- Born: Wilbur Hering Armacost, Jr. August 6, 1893 Green Valley, Illinois
- Died: September 23, 1971 (aged 78) Litchfield Park, Arizona
- Resting place: Prairie Rest Cemetery
- Education: Armour Institute of Technology
- Parents: Daniel Nicholas Armacost (father); Mary Ellen McCord (mother);
- Engineering career
- Discipline: Mechanical engineering
- Awards: 1948 ASM; 1951 Stevens Honor Award Medallion; 1958 ASME Medal;

= Wilbur H. Armacost =

American mechanical engineer and inventor

Wilbur Hering Armacost, Jr. (August 6, 1893 - September 23, 1971) was an American mechanical engineer, vice president-consultant of Combustion Engineering, Inc., New York, and inventor. He is known as pioneer developer of materials adaptable to high temperatures and pressure, and designer of high-temperature high-pressure steam engines. He was recipient of the 1958 ASME Medal for distinguished service in engineering and science.

== Biography ==
=== Youth, family education, and early career ===
Armacost was born in the 1893 in Green Valley, Illinois, son of Daniel Nicholas Armacost (1851–1940), and Mary Ellen (McCord) Armacost (1857–1947). Armacost was named after his grandfather Wilbur Hering Armacost, Sr., who had been a tax collector in the 8th district in Western Maryland.

Armacost graduated from the Armour Institute of Technology, now Illinois Institute of Technology, with a BSc in mechanical engineering in 1916. He had written a BSc thesis with Frederic P. Strauch, entitled "Capacity and efficiency test of an autovacuum refrigerating machine."

After his graduation in 1916 he started working as engineer at the Union Stock Yard & Transit Co. in the meatpacking district in Chicago, and became member of the American Society of Mechanical Engineers.

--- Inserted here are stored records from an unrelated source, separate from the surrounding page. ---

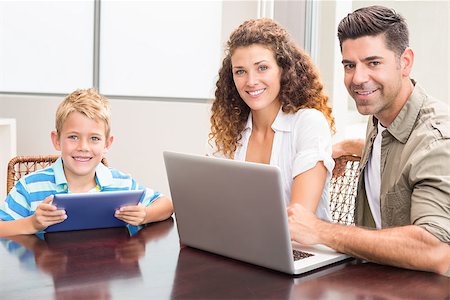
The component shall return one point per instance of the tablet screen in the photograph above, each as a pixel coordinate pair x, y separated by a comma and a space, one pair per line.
93, 210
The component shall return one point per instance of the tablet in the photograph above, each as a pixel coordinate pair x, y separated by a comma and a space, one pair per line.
93, 210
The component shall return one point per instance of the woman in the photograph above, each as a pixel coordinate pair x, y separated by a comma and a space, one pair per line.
270, 108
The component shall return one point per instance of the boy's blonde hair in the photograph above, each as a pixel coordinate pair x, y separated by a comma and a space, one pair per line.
87, 102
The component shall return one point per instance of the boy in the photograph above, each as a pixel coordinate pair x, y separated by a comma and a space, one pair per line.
82, 136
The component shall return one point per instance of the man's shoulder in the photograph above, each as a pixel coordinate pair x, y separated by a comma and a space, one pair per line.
434, 119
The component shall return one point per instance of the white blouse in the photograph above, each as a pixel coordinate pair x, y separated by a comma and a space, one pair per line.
301, 140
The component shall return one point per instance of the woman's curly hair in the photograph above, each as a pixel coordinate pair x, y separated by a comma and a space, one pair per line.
300, 85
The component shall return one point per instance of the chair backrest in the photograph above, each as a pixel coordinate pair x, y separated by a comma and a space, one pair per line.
343, 189
20, 166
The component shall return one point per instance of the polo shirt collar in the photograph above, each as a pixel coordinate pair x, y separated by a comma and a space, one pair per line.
281, 123
103, 175
403, 124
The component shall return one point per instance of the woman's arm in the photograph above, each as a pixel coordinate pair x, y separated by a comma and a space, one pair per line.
308, 186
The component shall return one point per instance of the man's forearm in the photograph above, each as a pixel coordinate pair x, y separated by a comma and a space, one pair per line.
408, 247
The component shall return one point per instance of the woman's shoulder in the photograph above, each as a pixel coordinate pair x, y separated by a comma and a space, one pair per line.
308, 115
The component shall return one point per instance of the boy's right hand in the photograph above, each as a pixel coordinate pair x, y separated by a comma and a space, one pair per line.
47, 214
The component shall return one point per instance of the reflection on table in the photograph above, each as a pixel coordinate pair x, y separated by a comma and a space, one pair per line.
109, 263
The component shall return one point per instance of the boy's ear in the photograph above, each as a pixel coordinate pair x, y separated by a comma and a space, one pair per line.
55, 140
108, 143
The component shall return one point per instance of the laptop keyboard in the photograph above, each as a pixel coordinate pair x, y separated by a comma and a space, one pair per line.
300, 254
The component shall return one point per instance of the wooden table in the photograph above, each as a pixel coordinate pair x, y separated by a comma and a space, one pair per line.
109, 264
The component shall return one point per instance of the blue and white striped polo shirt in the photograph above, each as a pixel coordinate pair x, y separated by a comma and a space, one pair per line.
30, 190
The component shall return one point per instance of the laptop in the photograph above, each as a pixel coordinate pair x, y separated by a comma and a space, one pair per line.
93, 210
236, 209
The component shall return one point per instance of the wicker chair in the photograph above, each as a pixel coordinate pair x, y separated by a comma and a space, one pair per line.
20, 166
343, 189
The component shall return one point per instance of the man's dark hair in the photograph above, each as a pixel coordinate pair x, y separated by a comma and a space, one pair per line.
375, 20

Next he worked for the Armour and Company in Chicago as superintendent of 1600 boiler at the H-P plant for reclaiming potash from cotton seed in 1916-17.

=== Further career and acknowledgement ===
In the interbellum Armacost worked as research and design engineer for the Ford Motor Company in Detroit, and the Locomotive Superheater Company, before it merged into and Combustion Engineering in 1948. In 1937 Armacost started at Combustion Engineering as chief engineer.

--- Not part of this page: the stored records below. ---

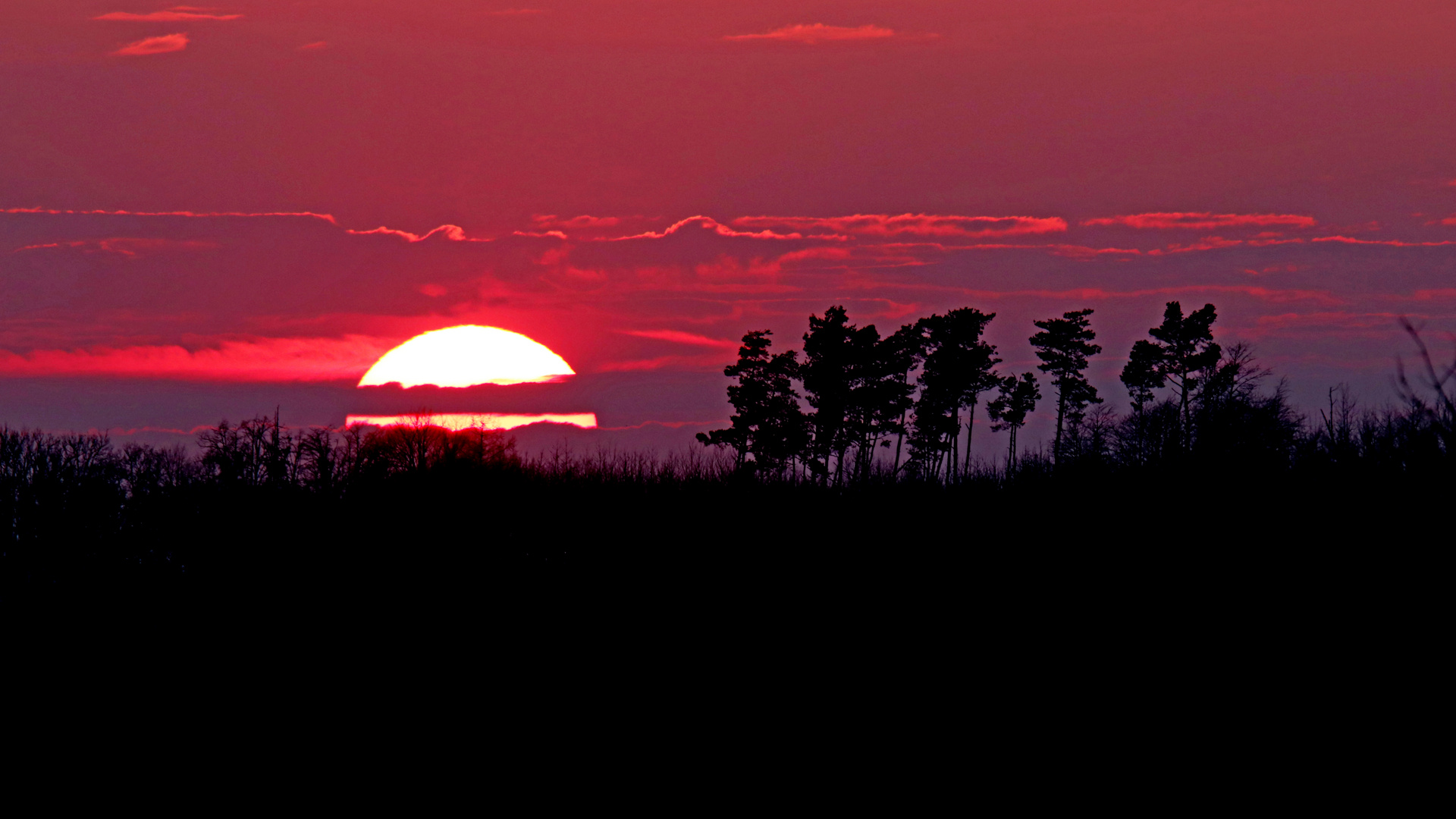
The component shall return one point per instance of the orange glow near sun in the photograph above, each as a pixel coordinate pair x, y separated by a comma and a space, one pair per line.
457, 422
466, 356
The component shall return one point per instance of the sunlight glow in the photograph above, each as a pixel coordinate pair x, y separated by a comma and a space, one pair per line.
457, 422
468, 356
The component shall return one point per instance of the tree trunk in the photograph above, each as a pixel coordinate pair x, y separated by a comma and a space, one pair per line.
970, 428
1062, 410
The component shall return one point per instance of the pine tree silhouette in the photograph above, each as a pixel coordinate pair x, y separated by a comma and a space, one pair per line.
1018, 398
1063, 347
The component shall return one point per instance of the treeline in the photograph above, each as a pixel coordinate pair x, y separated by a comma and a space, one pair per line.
845, 461
902, 407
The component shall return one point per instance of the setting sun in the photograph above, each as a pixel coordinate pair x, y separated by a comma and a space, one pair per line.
468, 356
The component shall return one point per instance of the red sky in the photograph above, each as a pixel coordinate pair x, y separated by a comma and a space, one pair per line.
213, 210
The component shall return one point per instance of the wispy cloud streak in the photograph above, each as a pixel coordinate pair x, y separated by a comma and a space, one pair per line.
164, 44
817, 33
1199, 221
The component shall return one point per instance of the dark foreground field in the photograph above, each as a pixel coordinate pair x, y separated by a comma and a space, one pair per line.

In 1944 he was elected vice-president of the Combustion Engineering Co. in charge of marine activities, to succeed the late engineer and inventor F. H. Rosencrants. and in 1948 vice-president in charge of engineering. Bij 1958 Armacost was vice president-consultant and chairman of the technical committee at Combustion Engineering.

Armacost received an award for distinguished service from the American Society for Metals (ASM) in 1948, the Stevens Honor Award Medallion from the Stevens Institute of Technology in 1951, and the ASME Medal from the ASME in 1958. He received about 75 patents.

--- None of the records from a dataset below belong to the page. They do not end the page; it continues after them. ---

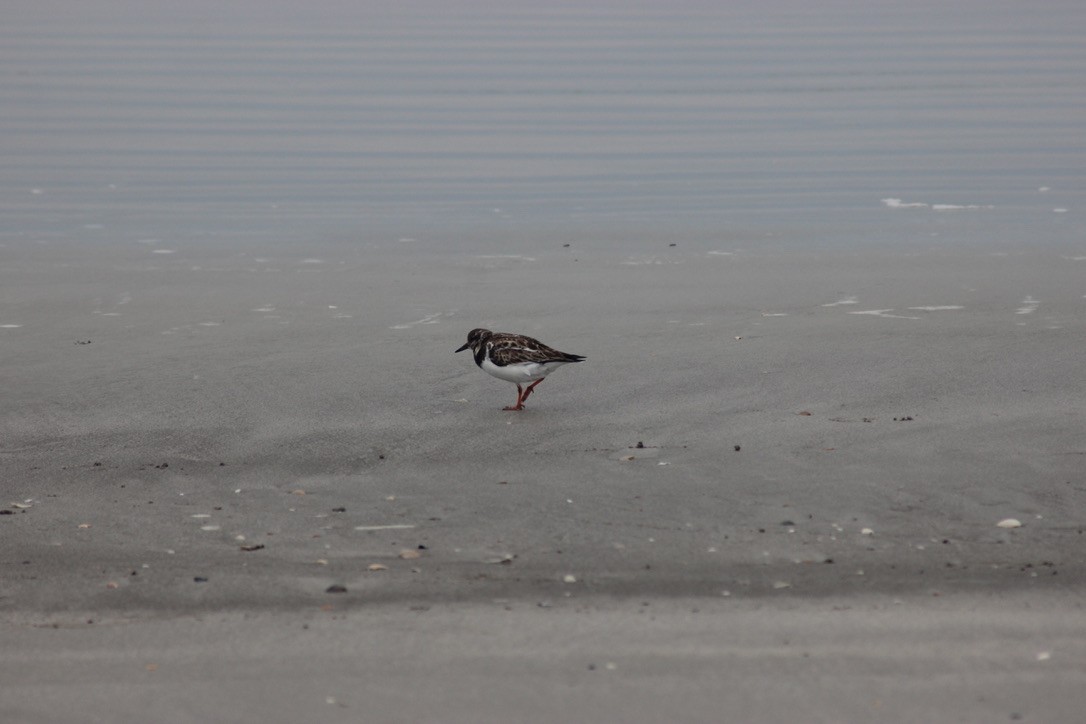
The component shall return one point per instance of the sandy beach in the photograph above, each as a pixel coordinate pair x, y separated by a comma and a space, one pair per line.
774, 486
823, 461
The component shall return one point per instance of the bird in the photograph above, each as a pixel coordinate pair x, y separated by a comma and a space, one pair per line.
515, 358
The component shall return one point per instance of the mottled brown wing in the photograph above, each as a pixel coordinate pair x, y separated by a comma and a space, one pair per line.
517, 348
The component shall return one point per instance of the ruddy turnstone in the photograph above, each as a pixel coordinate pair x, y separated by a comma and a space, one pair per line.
515, 358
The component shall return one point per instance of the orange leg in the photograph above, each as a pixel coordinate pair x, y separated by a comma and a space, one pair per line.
528, 391
520, 401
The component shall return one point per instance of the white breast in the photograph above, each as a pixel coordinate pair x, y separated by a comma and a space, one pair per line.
521, 372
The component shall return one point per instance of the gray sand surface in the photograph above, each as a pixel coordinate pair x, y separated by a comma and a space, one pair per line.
163, 411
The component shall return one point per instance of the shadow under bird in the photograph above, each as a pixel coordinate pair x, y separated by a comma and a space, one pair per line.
515, 358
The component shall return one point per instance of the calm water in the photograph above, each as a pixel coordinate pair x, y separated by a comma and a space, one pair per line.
378, 118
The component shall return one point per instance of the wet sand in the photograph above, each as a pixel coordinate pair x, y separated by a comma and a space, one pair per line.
771, 492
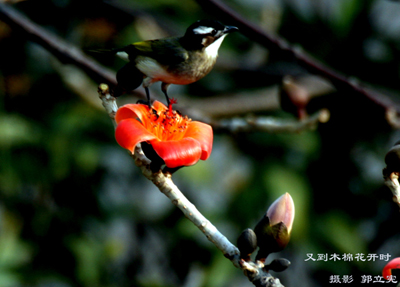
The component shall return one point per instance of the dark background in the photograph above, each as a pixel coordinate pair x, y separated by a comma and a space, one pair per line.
75, 210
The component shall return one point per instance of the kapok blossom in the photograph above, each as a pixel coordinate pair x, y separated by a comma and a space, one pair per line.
392, 264
178, 140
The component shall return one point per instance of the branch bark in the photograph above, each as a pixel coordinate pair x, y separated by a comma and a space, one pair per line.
254, 271
279, 45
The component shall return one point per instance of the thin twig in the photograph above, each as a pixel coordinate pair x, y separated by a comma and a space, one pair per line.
164, 183
271, 124
391, 180
277, 44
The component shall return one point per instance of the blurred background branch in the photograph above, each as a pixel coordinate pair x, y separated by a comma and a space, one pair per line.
74, 211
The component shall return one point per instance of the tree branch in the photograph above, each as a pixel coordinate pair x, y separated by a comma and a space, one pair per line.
271, 124
277, 44
254, 271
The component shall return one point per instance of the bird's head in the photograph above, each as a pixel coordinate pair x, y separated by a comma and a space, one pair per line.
206, 34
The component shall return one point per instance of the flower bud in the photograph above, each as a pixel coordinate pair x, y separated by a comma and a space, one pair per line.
247, 243
273, 230
392, 264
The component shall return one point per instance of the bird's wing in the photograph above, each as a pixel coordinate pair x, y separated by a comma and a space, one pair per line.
165, 51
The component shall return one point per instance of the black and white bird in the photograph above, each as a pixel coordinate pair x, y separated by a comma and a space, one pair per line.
176, 60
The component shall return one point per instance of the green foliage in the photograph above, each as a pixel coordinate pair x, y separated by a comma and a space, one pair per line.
75, 210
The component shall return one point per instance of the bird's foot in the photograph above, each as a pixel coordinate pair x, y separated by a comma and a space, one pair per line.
170, 103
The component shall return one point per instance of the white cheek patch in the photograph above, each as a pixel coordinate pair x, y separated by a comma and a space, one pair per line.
202, 30
212, 50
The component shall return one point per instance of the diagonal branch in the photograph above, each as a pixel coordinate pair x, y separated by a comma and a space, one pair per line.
163, 181
277, 44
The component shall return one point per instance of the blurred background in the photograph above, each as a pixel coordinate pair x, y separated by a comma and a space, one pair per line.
76, 211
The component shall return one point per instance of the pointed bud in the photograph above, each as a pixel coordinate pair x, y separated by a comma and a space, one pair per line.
273, 230
387, 270
247, 243
282, 210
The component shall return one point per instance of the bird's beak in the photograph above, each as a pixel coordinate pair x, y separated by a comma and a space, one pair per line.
230, 29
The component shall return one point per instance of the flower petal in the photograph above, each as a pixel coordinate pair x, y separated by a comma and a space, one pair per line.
392, 264
203, 134
158, 106
130, 132
183, 152
132, 111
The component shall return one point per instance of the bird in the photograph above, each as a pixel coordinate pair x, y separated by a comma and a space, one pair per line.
173, 60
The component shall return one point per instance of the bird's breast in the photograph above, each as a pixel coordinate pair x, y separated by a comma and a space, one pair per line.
191, 70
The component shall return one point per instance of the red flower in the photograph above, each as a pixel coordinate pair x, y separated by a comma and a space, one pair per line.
392, 264
175, 138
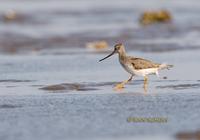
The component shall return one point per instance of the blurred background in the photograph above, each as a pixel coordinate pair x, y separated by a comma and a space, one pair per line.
28, 26
53, 87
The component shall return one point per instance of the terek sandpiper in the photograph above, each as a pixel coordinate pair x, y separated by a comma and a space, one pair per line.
136, 66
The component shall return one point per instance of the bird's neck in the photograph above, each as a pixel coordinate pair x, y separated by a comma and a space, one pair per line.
122, 55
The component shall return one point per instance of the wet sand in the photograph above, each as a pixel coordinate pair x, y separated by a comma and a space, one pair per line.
48, 97
53, 87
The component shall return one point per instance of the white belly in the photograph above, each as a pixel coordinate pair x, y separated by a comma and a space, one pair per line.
130, 69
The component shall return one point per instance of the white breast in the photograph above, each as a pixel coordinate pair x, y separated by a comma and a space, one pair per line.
130, 69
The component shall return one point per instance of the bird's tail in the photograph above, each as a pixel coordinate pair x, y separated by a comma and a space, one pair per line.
165, 66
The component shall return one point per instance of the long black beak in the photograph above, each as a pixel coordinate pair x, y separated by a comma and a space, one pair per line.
108, 56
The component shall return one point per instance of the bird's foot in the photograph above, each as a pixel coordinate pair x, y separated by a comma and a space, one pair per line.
119, 86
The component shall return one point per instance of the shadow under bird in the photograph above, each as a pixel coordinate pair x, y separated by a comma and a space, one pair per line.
136, 66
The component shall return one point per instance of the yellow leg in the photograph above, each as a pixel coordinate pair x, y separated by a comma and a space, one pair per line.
121, 85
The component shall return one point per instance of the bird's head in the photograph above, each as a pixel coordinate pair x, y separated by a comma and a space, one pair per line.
118, 48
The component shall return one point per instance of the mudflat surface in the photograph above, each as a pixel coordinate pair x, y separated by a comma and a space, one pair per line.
53, 87
49, 97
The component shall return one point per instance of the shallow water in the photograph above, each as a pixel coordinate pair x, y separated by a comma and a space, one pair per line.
52, 87
64, 98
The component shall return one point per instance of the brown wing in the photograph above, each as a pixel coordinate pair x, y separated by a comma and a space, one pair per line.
140, 63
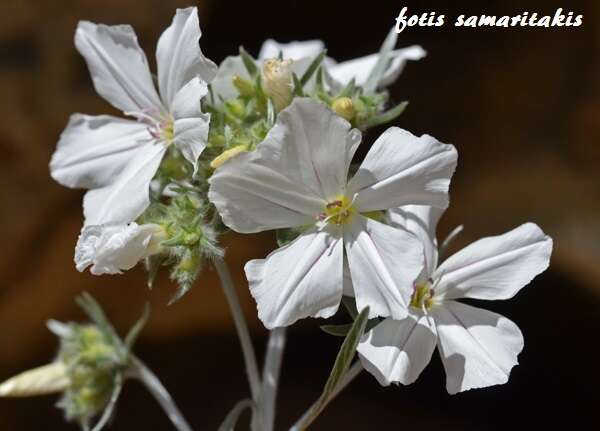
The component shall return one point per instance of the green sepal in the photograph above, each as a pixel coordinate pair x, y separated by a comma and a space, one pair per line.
312, 68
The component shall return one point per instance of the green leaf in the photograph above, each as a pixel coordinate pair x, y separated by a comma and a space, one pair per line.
337, 330
270, 113
249, 62
382, 62
341, 365
153, 264
312, 68
233, 416
320, 85
136, 329
387, 116
349, 89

Armacost died September 23, 1971, in Litchfield Park, Arizona, and he was buried at the Prairie Rest Cemetery in Tazewell County, Illinois.

== Selected publications ==
- Frederic P Strauch & Wilbur H Armacost. Capacity and efficiency test of an autovacuum refrigerating machine. Armour Institute of Technology, 1916

- Patents, a selection
- Armacost, Wilbur H. "Boiler with reheater." U.S. Patent No. 1,931,948. 24 Oct. 1933.
- Armacost, Wilbur H., and David M. Schoenfeld. "Gas turbine plant." U.S. Patent No. 2,404,938. 30 Jul. 1946.
- Armacost, Wilbur H. "Combined radiant and convection superheater." U.S. Patent No. 2,213,185. 3 Sep. 1940.
- Armacost, Wilbur H., and Leonard J. Marshall. "Art of generating and heating steam." U.S. Patent No. 2,781,746. 19 Feb. 1957.
- Armacost, Wilbur H. "Apparatus and method for controlling a forced flow once-through steam generator." U.S. Patent No. 3,038,453. 12 Jun. 1962.